Esta personagem é a primeira protagonista de Louise, após fazer seu primeiro papel robusto, em “Reis”, como falamos dele aqui, na ocasião de seu lançamento. “Os diretores viram meu teste para “A Rainha da Pérsia“, novela que ainda vai estrear, e assim fui convidada a fazer a série”. Para preparar-se para tamanha densidade, Louise disse-nos haver se fechado 60 dias em casa para viver esse projeto. Emagreceu 6kg, e estudou para vivê-la fisicamente. “É um papel de grande carga dramática que me fez preparar inclusive emocionalmente”. Ainda que asse por grandes batalhas, a personagem se reencontra através da fé.

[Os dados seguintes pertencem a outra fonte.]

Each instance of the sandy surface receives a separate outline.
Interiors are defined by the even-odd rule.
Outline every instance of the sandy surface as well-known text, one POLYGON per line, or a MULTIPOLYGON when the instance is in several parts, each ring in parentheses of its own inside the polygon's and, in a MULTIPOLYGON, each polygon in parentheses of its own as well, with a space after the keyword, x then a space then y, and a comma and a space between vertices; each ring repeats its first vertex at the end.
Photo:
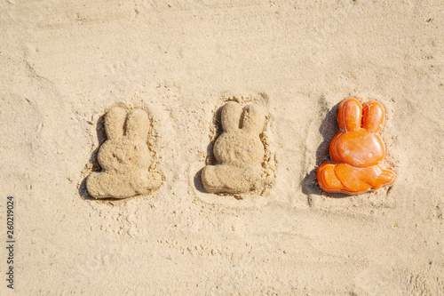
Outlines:
POLYGON ((1 2, 15 294, 442 295, 443 67, 440 0, 1 2), (397 180, 337 198, 315 169, 350 95, 385 106, 397 180), (198 178, 233 97, 266 109, 275 156, 273 186, 243 200, 198 178), (165 180, 96 201, 85 178, 117 103, 150 110, 165 180))

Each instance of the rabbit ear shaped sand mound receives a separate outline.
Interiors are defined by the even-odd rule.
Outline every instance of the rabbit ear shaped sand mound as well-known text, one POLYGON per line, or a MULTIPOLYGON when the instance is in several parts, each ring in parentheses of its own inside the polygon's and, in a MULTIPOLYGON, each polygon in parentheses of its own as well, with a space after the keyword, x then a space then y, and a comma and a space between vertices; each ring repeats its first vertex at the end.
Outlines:
POLYGON ((266 114, 256 104, 245 108, 234 101, 222 108, 223 133, 216 140, 213 153, 217 165, 207 165, 202 182, 207 192, 241 194, 266 185, 262 163, 265 148, 260 140, 266 114))
POLYGON ((105 116, 107 139, 98 153, 99 172, 86 180, 88 193, 96 198, 126 198, 147 194, 162 185, 162 175, 149 172, 153 162, 147 144, 150 126, 142 109, 111 108, 105 116))
POLYGON ((358 100, 350 98, 341 102, 337 110, 340 132, 329 146, 334 163, 324 163, 317 171, 322 190, 354 195, 393 182, 394 172, 379 166, 385 156, 383 140, 377 135, 384 117, 384 107, 377 101, 361 106, 358 100))

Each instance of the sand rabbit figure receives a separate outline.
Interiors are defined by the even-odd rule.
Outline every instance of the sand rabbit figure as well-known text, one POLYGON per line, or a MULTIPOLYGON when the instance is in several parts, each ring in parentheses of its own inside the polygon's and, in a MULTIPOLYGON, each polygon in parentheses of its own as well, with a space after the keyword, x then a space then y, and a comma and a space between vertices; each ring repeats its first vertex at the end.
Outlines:
POLYGON ((91 172, 86 188, 96 198, 125 198, 158 188, 162 175, 149 172, 147 145, 149 118, 142 109, 111 108, 105 116, 107 139, 98 153, 99 172, 91 172))
POLYGON ((384 107, 377 101, 361 106, 358 100, 349 98, 341 102, 337 110, 340 132, 329 145, 334 163, 324 163, 317 171, 322 190, 353 195, 393 182, 394 172, 379 166, 385 156, 383 140, 377 134, 384 117, 384 107))
POLYGON ((246 193, 263 187, 265 148, 260 140, 266 115, 255 104, 244 108, 230 101, 222 108, 223 133, 214 143, 217 165, 202 172, 203 188, 210 193, 246 193))

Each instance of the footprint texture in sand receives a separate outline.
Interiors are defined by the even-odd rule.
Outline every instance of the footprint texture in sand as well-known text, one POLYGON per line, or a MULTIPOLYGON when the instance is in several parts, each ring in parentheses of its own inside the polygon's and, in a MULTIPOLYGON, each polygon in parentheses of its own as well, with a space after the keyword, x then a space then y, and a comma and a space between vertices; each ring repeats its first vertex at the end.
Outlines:
POLYGON ((223 132, 213 147, 216 165, 202 172, 203 188, 210 193, 242 194, 266 185, 262 163, 265 148, 260 140, 266 113, 256 104, 242 108, 227 102, 221 112, 223 132))
POLYGON ((153 163, 147 144, 150 121, 142 109, 114 107, 105 116, 107 140, 98 152, 102 171, 86 180, 95 198, 126 198, 158 188, 162 175, 150 172, 153 163))

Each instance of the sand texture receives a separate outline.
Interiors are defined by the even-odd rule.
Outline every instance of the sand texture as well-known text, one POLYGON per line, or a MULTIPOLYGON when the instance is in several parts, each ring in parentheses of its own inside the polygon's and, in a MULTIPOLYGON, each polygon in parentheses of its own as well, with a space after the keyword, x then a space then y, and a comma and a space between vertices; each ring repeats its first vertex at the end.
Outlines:
POLYGON ((0 68, 14 295, 443 295, 442 1, 5 0, 0 68), (355 196, 349 97, 396 173, 355 196))
POLYGON ((132 109, 127 116, 123 108, 115 107, 107 113, 107 139, 98 152, 103 172, 88 176, 86 188, 91 196, 125 198, 162 185, 162 175, 149 171, 153 164, 147 144, 149 125, 148 115, 142 109, 132 109))

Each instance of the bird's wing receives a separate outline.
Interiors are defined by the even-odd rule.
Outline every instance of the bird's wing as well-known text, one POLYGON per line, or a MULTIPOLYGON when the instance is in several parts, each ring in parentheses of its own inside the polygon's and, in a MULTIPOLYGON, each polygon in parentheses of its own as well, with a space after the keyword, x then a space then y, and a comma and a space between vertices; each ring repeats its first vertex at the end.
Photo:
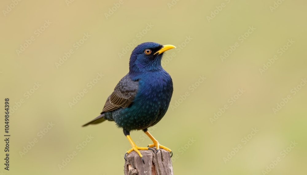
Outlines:
POLYGON ((114 91, 108 97, 101 114, 120 107, 125 108, 131 104, 138 89, 138 81, 134 81, 128 74, 116 85, 114 91))

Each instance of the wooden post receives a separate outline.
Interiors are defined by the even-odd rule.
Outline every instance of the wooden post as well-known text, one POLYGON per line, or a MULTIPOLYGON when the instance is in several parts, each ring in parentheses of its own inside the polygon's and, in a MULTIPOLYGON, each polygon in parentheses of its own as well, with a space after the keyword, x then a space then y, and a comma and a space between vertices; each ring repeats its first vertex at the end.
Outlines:
POLYGON ((150 150, 140 151, 145 164, 135 151, 127 154, 124 166, 125 175, 173 175, 169 152, 163 149, 156 154, 150 150))

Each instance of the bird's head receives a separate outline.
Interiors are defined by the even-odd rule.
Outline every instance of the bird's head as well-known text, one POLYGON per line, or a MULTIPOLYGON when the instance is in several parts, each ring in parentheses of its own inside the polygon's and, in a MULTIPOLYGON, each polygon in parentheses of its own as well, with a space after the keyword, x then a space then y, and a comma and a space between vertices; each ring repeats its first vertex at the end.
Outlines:
POLYGON ((130 72, 142 72, 162 69, 161 60, 164 52, 176 47, 147 42, 137 46, 132 51, 129 63, 130 72))

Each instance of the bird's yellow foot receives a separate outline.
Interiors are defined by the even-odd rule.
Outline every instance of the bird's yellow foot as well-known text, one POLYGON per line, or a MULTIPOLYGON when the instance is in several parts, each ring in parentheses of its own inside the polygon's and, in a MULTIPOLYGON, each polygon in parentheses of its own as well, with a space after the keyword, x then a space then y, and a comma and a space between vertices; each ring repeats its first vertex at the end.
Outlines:
POLYGON ((160 145, 158 141, 156 140, 156 139, 155 139, 151 134, 150 134, 150 133, 149 133, 149 132, 148 132, 148 131, 146 130, 145 132, 145 133, 150 138, 150 139, 152 140, 153 142, 154 143, 152 144, 149 145, 148 146, 148 147, 149 148, 152 148, 154 146, 156 146, 156 148, 157 148, 157 151, 156 152, 156 153, 158 152, 158 151, 159 151, 159 150, 160 148, 161 148, 165 150, 169 151, 169 154, 170 154, 171 157, 172 157, 172 156, 173 156, 173 152, 172 152, 172 150, 171 150, 170 149, 167 148, 167 147, 165 147, 163 145, 160 145))
POLYGON ((140 147, 138 146, 135 145, 135 143, 134 143, 134 142, 132 141, 131 138, 129 135, 127 135, 127 138, 128 139, 128 140, 129 140, 129 142, 131 144, 131 146, 132 146, 132 148, 129 150, 128 151, 127 151, 126 154, 125 154, 125 156, 124 156, 124 158, 125 158, 125 160, 127 160, 127 159, 126 158, 126 155, 127 154, 129 154, 132 151, 134 151, 138 154, 139 155, 140 157, 141 157, 141 158, 142 158, 142 160, 143 161, 143 163, 144 163, 144 164, 145 164, 145 162, 144 161, 144 159, 143 158, 143 156, 142 155, 142 154, 141 154, 141 152, 140 152, 140 151, 139 150, 151 150, 153 151, 154 151, 154 150, 151 148, 148 148, 147 147, 140 147))
POLYGON ((154 143, 148 145, 148 147, 149 148, 152 148, 154 146, 156 146, 156 147, 157 148, 157 151, 156 152, 156 153, 158 152, 160 148, 161 148, 165 150, 169 151, 170 154, 171 154, 171 157, 172 157, 172 156, 173 156, 173 152, 172 152, 172 150, 170 149, 163 145, 160 145, 157 140, 156 140, 155 141, 154 141, 154 143))

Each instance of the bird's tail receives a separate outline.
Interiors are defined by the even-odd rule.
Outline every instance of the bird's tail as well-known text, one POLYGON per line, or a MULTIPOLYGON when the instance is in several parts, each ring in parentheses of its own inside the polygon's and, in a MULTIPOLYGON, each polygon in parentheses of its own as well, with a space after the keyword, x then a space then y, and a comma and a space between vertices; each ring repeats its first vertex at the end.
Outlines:
POLYGON ((104 116, 104 114, 103 114, 95 118, 94 120, 91 120, 87 123, 82 125, 82 127, 86 126, 89 124, 95 124, 101 123, 102 122, 107 120, 107 119, 103 118, 104 116))

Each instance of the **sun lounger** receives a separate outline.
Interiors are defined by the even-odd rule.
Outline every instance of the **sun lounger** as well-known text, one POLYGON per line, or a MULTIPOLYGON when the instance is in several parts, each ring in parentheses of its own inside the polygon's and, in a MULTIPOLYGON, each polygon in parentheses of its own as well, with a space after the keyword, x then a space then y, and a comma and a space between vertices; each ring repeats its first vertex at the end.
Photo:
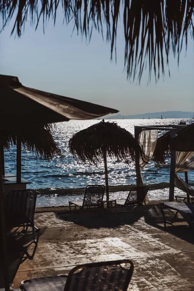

Nos outros projetos da Record os homens bíblicos se sobressaem. Ver uma mulher como protagonista é muito bonito. É ótima essa abertura da casa para a contemporaneidade que permite uma identificação aproximada – Louise Clós
DIGA LÁ MEU CORAÇÃO
Além deste trabalho, que margeia também por questões religiosas, outro transita pela fé. É “Jorge da Capadócia“. Baseada na biografia de São Jorge, o longa tem produção de Louise que também atua como atriz. “Esse filme me fez crescer como ser humano. A gente encontrou diversos desafios e problemas, equipamentos retidos por três dias na Turquia, a questão do idioma e diplomática. Afora isso, trata-se de uma obra épica, incomum no Brasil. A estreia está prevista para o dia 18/04”
Neste ano, 2024, Louise completa 10 anos de formada. Graduou-se em teatro na Universidade Federal de Santa Maria (UFSM). O que a atual atriz, protagonista produtora de projetos internacionais, diria para aquela recém-saída do banco universitário? “Que vale a pena. Que agradeço a tudo que consegui conquistar por ter um sonho como objetivo. Olho para trás e vejo que as escolhas que fiz, ainda que tenha duvidado de algumas, fizeram valer meu coração. É preciso ter amor pelo que se faz e as coisas acontecem”. Como diria Gonzaguinha, na canção que abre esse segmento do texto, diga lá, coração, da alegria de rever essa menina, que conta a história das pessoas, e que saber que é precisa, mais que nunca, prosseguir.